Wildblood said there were also opportunities to use LEO satellites during natural disasters when telecommunications infrastructure is impacted by floods or fires. He said there was also a business case with the rise of cybercrime.

“Satellite is increasingly going to play a more important part in national security,” he said. “We’ve seen the situations that have gone on at Optus and Medibank…but if you think about nation state attacks in the state of war – the first thing to do is take our communication networks.

“If they take out the terrestrial communication networks, you’ve got to communicate somehow and satellite provides optionality.”

Wildblood said he did not expect the deal would lead to a material increase in earnings over the next few years, but believes it will allow Vocus to reach more people and take market share.

“We have about 10 per cent of the business market in data and IP,” he said. “We strongly believe this will give us opportunity to take market share from [geostationary orbit] satellite providers plus NBN services that might be operating on traditional satellites. Plus, it opens up opportunities to complement our fibre.”
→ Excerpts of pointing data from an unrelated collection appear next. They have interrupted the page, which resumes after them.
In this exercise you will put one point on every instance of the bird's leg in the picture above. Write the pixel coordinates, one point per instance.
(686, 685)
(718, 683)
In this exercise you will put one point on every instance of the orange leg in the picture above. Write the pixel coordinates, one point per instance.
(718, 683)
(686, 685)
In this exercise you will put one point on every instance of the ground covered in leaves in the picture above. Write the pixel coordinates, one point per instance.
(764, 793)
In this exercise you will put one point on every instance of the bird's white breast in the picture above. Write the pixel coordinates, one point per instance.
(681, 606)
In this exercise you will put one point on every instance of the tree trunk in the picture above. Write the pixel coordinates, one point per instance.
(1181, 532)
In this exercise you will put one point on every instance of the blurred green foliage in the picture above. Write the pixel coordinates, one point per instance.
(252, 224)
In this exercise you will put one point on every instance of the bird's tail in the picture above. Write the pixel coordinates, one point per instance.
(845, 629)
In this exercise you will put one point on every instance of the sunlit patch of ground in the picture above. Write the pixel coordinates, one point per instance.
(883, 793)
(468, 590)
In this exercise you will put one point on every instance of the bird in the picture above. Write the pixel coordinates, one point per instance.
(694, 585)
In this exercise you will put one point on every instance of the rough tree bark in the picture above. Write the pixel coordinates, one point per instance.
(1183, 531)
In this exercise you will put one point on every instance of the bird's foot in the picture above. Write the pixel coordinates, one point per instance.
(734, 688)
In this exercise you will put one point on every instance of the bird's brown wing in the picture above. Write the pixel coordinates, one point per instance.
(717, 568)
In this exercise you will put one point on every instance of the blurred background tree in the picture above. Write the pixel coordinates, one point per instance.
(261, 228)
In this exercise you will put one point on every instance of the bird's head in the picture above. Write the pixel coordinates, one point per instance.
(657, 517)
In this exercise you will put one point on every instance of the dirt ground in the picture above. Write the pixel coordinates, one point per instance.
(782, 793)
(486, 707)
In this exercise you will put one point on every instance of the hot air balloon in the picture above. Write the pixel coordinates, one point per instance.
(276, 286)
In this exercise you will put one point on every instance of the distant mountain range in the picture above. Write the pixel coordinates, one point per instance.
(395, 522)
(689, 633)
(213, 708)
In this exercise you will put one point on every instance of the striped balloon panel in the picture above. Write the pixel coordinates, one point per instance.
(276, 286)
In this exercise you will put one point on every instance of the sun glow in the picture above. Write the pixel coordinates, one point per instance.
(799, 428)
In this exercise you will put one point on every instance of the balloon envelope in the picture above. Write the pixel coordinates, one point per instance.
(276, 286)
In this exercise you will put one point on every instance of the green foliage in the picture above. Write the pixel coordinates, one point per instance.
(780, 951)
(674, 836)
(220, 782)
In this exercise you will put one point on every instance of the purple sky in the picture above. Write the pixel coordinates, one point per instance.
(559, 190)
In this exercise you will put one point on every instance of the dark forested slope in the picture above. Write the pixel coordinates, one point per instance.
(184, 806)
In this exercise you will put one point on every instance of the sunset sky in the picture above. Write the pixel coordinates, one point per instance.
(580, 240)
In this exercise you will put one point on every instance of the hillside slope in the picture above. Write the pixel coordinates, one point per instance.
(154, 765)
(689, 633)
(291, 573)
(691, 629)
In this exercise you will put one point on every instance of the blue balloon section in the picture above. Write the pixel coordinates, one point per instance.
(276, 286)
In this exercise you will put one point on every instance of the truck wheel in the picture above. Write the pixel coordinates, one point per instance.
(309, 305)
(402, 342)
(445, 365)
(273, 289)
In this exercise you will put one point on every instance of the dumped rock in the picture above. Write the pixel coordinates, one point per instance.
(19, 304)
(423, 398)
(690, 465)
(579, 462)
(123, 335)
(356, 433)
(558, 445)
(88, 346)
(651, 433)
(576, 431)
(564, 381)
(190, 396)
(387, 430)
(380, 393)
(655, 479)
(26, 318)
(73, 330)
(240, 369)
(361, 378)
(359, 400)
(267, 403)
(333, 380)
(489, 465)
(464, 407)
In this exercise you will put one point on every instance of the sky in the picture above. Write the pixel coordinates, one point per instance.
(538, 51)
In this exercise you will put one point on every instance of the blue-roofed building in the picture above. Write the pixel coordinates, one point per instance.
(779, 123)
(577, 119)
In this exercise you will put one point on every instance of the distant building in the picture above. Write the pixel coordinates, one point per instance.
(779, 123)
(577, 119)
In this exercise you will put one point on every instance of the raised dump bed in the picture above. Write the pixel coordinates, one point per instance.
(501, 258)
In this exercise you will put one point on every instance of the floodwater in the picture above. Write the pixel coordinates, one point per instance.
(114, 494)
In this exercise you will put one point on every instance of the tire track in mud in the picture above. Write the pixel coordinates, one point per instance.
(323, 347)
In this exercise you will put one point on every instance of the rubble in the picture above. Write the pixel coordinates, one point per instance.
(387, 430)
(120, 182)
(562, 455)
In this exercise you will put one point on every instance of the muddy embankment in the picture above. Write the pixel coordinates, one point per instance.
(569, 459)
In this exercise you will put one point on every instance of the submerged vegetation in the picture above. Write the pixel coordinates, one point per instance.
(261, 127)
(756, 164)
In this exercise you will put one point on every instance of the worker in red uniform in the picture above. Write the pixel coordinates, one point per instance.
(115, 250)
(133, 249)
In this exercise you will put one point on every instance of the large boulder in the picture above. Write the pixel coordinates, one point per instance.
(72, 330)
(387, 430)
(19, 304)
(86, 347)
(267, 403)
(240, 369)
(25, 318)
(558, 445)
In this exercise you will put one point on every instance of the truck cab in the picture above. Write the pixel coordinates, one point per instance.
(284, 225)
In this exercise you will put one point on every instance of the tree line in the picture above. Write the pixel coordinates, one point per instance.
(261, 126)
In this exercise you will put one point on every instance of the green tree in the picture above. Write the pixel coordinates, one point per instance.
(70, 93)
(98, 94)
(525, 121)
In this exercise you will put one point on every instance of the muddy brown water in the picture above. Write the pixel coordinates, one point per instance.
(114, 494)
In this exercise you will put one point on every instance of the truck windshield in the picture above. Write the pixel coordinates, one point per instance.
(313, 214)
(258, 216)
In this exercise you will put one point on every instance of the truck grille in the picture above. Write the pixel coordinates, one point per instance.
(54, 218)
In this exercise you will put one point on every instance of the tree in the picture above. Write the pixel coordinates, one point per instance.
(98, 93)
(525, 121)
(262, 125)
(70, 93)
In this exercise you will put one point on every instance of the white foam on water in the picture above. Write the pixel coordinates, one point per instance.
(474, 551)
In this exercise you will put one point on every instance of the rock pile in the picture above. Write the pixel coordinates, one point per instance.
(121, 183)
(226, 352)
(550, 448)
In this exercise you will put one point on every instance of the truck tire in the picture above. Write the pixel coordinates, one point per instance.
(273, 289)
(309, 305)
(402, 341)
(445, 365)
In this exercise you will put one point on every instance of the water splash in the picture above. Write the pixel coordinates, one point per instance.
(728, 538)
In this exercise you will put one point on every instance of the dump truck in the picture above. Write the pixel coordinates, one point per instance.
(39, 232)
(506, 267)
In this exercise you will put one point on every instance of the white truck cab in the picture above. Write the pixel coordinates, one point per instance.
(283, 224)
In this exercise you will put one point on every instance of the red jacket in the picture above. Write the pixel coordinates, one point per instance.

Vocus is one of several telecommunications providers exploring ways to invest in LEO satellites, which sit about 300 km from earth (NBN’s satellites sit 36,000 km from earth). Telstra announced in September it was testing OneWeb’s LEO satellites in Australia (Vocus already has a relationship with OneWeb). In October, the federal government said it was looking at using LEO satellites to improve regional telecommunications coverage.